DISCLAIMER: Spy x Family © Tatsuya Endo. Tidak ada keuntungan komersial sepeserpun yang saya dapatkan dari fic ini.
Catatan Author: Sejak kemunculan Sigmund & Barbara Authen di chapter 90 dan lihat interaksi mereka sama Anya, tiba-tiba dalam benak saya muncul teori kalau mungkin sebenarnya keluarga Authen itu adalah keluarga kandung Anya, dan akhirnya saya memutuskan mengembangkan teori tersebut menjadi sebuah fic, yang saya publish di AO3 dalam bahasa Inggris.
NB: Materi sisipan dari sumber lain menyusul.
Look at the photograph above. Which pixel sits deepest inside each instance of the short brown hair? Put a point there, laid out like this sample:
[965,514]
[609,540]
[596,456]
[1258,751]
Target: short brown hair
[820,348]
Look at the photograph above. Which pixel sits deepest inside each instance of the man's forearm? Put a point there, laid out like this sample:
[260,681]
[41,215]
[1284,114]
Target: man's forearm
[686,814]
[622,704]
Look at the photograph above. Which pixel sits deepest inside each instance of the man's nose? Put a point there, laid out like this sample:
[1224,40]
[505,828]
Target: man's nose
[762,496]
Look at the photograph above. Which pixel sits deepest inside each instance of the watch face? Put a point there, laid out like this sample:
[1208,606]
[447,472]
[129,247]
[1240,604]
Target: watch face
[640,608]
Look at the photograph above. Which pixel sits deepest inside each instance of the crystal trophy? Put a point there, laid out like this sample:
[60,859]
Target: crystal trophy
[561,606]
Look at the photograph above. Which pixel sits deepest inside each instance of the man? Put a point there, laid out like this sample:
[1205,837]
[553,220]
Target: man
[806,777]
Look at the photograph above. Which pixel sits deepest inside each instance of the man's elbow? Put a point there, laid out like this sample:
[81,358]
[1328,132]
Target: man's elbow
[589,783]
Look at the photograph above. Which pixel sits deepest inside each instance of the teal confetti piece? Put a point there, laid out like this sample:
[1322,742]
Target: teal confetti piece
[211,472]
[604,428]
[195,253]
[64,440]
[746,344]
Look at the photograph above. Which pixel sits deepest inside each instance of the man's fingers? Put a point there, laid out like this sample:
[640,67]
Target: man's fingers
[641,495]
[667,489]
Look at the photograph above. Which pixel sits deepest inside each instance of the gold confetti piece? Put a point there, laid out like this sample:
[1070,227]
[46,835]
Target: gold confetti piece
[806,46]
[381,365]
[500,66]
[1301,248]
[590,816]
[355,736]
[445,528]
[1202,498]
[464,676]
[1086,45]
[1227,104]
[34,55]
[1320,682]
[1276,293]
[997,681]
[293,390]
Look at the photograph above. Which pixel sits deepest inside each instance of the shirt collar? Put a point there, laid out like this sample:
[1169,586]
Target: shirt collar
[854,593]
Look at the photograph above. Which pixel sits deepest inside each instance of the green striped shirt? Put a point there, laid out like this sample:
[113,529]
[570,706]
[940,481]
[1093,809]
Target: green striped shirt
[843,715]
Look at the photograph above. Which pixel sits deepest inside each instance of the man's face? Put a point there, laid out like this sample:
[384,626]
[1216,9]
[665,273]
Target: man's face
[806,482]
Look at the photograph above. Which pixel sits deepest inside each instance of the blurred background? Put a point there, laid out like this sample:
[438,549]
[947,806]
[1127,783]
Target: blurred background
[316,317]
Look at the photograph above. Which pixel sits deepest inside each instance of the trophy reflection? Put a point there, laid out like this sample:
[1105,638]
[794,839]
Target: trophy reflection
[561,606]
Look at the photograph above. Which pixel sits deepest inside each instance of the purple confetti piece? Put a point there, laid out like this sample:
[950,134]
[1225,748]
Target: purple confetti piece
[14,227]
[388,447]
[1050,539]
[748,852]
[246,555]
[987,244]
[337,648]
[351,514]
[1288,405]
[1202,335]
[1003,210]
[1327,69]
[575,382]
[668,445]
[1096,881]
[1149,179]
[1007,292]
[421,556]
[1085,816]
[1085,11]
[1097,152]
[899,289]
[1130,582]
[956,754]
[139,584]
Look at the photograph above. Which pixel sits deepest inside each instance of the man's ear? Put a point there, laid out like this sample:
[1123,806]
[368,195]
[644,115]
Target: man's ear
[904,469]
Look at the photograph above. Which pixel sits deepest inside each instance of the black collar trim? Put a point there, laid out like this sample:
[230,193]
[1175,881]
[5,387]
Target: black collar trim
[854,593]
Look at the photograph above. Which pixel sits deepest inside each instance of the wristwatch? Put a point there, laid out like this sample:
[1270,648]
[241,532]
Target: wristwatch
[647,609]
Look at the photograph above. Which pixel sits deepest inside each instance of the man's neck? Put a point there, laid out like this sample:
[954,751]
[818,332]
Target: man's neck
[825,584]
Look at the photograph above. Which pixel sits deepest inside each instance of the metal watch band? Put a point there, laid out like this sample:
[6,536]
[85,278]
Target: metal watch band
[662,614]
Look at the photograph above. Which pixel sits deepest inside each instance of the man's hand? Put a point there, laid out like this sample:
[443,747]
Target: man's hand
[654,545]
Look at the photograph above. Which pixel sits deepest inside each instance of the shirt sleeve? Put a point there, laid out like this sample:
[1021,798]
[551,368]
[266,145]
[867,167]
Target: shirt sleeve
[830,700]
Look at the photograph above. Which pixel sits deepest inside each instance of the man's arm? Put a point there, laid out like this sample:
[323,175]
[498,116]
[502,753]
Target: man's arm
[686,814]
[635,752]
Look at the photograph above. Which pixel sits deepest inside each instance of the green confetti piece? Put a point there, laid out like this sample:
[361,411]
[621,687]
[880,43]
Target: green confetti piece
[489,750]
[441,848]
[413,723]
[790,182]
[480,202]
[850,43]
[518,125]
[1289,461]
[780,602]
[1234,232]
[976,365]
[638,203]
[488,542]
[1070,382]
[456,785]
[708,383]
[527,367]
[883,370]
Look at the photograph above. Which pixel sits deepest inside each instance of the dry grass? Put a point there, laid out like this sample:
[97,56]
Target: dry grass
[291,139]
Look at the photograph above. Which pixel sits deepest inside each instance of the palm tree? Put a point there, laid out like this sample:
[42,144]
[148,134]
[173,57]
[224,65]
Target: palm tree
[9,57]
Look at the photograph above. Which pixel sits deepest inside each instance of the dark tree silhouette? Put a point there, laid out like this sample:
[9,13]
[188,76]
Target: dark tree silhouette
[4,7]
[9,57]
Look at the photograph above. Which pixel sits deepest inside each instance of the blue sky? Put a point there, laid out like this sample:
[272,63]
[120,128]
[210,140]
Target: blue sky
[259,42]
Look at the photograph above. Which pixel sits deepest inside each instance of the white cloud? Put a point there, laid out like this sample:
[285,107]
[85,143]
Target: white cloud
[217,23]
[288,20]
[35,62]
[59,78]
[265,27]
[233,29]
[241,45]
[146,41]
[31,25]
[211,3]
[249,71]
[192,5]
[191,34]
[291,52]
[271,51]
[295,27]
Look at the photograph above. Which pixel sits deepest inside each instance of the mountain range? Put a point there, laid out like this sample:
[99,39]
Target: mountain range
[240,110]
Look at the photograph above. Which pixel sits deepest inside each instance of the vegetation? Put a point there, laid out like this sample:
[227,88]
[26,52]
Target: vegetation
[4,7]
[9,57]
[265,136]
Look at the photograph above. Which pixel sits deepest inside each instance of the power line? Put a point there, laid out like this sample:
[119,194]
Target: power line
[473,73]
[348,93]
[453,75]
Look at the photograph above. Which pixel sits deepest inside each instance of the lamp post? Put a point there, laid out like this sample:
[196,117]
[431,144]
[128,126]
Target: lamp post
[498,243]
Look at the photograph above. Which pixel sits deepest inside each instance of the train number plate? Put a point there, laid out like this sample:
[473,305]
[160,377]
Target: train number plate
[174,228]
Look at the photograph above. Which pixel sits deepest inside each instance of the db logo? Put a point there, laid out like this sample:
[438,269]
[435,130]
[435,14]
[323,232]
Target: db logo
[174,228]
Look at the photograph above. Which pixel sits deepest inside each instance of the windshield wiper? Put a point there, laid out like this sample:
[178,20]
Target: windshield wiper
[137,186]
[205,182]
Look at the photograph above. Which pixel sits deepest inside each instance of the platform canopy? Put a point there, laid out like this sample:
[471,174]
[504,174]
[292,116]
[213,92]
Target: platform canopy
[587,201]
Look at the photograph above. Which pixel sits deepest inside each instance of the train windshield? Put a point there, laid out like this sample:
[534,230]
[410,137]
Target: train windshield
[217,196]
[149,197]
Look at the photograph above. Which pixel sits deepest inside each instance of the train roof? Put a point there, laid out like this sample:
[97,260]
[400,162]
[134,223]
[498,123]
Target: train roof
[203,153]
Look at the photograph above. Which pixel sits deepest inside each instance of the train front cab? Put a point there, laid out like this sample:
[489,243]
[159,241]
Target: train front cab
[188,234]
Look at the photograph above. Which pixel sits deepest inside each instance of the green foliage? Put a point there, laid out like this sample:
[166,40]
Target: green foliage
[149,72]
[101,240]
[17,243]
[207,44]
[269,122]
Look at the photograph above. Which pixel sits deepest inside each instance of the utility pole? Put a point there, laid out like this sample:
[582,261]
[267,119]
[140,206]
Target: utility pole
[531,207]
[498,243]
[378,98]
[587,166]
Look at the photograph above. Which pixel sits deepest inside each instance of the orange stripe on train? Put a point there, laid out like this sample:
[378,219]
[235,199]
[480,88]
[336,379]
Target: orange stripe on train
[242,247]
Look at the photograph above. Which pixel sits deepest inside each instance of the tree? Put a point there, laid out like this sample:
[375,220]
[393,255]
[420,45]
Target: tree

Disini, saya memutuskan untuk menerjemahkan fic tersebut dalam Bahasa Indonesia, dengan judul yang sama.
Selamat membaca.
Summary: Beberapa jam setelah pesta dansa akhir semester, dimana Anya mengakui tentang kemampuan membaca pikiran yang dimilikinya kepada Damian, keduanya tiba-tiba memimpikan hal yang sama: tentang pertemuan pertama mereka saat mereka masih balita. Waktu pun berlalu dan semuanya berjalan dengan lancar, dimana Anya akhirnya menjadi seorang Kartika Cendekia dengan bantuan dari Sigmund Authen, seorang tetangga dari keluarga Forger, sehingga Agen Twilight dapat menemukan bukti bahwa Donovan Desmond sedang merencanakan perang dan menyelesaikan Operation Strix. Namun, sembilan bulan setelah penangkapan targetnya tersebut, saat Agen Twilight masih menunggu instruksi lebih lanjut dari bosnya mengenai rencana 'pencabutan'nya dari keluarga Forger, Boneka Chimera milik Anya tiba-tiba menjadi kunci dari sebuah fakta yang tak terduga…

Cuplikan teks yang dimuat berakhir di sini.